Jako nastolatek mieszkał w tej samej bursie co Rui Patricio, Cedric Soares, Eric Dier i… Mihai Radut. Przed debiutem w reprezentacji wysłuchiwał rad od Cristiano Ronaldo, a rozumienia gry uczył go Jorge Jesus. Dziś jest jednym z liderów Legii Warszawa, który postanowił zostać w Polsce na dłużej.
– Żyje mi się tutaj znakomicie. Dużo lepiej niż w Atenach. Jest spokojniej, ulice są czystsze, a ceny znacznie niższe niż w Grecji czy Portugalii. Jestem też osobą, która lubi wyjść z zainteresowaniami poza futbol, by mieć nieco szersze spojrzenie na świat. Dużo czytam, lubię odwiedzać muzea, a te w Warszawie są znakomite – mówi Andre Martins, który już dzień po podpisaniu kontraktu z Legią został sfotografowany w Łazienkach Królewskich na Koncercie Chopinowskim, pokazując, że oprócz ciekawej piłkarskiej przeszłości ma też interesującą osobowość. – Natomiast ani razu nie udało mi się wejść do Kopernika – dodaje po chwili, mając oczywiście na myśli jedną z największy atrakcji warszawskiego Powiśla, jaką od blisko 10 lat jest Centrum Nauki Kopernik.

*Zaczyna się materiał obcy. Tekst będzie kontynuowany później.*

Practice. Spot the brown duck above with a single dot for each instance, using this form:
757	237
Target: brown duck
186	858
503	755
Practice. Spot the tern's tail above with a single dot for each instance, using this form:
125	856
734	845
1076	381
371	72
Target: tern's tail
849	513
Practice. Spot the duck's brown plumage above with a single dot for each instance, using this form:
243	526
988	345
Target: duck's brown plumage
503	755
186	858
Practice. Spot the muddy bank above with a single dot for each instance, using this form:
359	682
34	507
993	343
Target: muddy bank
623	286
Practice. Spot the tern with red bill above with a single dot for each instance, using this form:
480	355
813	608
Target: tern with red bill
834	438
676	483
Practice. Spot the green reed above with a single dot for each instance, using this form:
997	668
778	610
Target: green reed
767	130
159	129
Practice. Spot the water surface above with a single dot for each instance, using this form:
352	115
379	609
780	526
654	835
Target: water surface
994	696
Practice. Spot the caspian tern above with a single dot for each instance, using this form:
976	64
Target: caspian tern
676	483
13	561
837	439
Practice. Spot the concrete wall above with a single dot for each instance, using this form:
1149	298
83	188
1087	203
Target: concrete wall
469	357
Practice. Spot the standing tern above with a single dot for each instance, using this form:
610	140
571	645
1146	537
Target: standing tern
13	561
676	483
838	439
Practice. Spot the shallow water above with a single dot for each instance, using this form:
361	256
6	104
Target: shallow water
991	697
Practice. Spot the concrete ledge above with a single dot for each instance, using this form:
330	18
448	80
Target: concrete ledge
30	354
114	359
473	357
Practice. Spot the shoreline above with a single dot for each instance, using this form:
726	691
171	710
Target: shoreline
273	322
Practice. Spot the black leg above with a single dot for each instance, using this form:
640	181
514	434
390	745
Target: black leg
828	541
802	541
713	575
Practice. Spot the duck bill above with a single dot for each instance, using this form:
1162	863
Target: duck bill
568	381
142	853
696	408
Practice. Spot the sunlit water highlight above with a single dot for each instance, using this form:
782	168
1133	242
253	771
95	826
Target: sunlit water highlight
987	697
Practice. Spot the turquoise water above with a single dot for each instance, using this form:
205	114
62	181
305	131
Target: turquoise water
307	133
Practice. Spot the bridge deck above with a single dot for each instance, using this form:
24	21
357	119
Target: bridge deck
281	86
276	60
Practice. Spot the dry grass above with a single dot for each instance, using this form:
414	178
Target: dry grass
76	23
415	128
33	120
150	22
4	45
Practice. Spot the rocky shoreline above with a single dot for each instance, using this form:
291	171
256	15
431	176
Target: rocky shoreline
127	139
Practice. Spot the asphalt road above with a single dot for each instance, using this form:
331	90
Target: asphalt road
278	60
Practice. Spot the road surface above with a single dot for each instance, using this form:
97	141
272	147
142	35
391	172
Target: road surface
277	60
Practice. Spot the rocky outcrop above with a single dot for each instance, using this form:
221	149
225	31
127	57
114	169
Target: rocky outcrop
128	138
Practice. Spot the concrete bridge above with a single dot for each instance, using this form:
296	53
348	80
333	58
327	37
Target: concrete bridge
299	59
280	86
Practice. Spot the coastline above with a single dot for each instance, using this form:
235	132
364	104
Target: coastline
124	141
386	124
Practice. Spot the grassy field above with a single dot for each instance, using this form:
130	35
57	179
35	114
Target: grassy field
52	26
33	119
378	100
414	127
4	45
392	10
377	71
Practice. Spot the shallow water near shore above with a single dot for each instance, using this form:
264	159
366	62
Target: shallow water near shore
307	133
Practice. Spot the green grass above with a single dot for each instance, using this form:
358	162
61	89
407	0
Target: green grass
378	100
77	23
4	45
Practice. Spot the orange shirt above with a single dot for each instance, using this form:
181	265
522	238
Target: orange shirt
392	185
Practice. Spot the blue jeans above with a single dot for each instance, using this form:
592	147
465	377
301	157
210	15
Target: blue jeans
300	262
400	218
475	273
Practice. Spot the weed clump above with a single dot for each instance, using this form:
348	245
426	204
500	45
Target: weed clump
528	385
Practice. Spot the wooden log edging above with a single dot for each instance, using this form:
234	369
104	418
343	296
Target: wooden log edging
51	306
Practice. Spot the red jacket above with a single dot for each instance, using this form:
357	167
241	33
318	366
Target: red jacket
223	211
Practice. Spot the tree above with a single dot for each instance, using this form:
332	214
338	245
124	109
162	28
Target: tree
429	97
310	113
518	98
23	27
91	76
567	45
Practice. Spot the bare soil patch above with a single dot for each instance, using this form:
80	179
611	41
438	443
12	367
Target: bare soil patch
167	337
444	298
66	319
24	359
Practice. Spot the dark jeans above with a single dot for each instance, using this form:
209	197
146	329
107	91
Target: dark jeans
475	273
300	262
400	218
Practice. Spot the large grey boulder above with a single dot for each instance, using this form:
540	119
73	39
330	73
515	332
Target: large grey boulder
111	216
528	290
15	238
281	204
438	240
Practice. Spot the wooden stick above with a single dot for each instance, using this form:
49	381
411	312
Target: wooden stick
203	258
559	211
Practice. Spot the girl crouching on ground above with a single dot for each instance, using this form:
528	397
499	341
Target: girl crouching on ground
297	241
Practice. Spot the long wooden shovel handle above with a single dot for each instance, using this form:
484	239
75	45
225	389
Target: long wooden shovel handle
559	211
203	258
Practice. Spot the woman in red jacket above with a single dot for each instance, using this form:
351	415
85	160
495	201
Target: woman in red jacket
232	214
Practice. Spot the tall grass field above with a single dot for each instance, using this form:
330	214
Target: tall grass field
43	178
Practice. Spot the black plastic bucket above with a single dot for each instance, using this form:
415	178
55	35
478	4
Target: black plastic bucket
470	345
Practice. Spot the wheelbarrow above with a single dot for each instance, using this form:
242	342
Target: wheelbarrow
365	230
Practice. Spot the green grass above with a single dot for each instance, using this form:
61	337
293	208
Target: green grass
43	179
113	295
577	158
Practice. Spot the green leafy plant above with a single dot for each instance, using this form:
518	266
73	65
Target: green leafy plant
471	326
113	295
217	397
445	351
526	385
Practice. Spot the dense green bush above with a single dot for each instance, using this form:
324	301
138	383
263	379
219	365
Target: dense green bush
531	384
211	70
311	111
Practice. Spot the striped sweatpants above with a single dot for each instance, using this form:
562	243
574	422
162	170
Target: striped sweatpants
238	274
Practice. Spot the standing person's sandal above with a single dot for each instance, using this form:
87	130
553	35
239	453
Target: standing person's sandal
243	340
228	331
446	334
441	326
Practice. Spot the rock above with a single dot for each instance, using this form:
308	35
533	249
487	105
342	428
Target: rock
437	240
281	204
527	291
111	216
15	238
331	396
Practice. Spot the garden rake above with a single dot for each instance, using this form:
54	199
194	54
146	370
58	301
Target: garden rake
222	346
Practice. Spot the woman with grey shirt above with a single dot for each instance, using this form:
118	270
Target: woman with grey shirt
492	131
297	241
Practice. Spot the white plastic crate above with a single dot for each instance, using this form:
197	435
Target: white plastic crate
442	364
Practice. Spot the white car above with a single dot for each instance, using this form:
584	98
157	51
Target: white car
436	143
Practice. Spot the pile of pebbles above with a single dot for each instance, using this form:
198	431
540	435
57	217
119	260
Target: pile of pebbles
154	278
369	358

– Próbowałem już z sześć albo siedem razy. I zawsze ten sam komunikat w kasie: „sold out”, bilety wyprzedane. Ale nie poddaję się, będę dalej próbował.
WYPATRZONY PRZEZ LEGENDĘ
Andre Martins urodził się w Santa Maria de Feira, miasteczku położonym 30 kilometrów na południe od Porto, gdzie zaczynał grę w małym klubie Argoncilhe. Mikry chłopak o kruczoczarnej czuprynie dość szybko zaczął przykuwać uwagę poważniejszych graczy na portugalskim rynku. Najpierw w wieku 11 lat trafił do najlepszej drużyny w regionie Aveiro – Feirense, a tam już wypatrzył go niejaki Aurelio Pereira, legenda Sportingu, człowiek obdarzony dobrym okiem do młodych zawodników, który kilka lat wcześniej ściągnął do akademii pod Lizboną między innymi Cristiano Ronaldo.
– Aurelio był dla nas jak ojciec. Przychodził do bursy, dużo z nami rozmawiał, interesował się naszym rozwojem i problemami, których przecież nie brakowało, bo byliśmy nastolatkami, mieszkającymi z dala od bliskich. W bursie zakumplowałem się z Cedrikiem Soaresem i Adrienem Silvą. Piętro wyżej mieszkał też Rui Patricio. To była fajna ekipa – dodaje, a ja wyczuwam, że to dobry moment, aby przełamać tę wyliczankę złożoną ze znanych piłkarskich nazwisk, czymś niestandardowym.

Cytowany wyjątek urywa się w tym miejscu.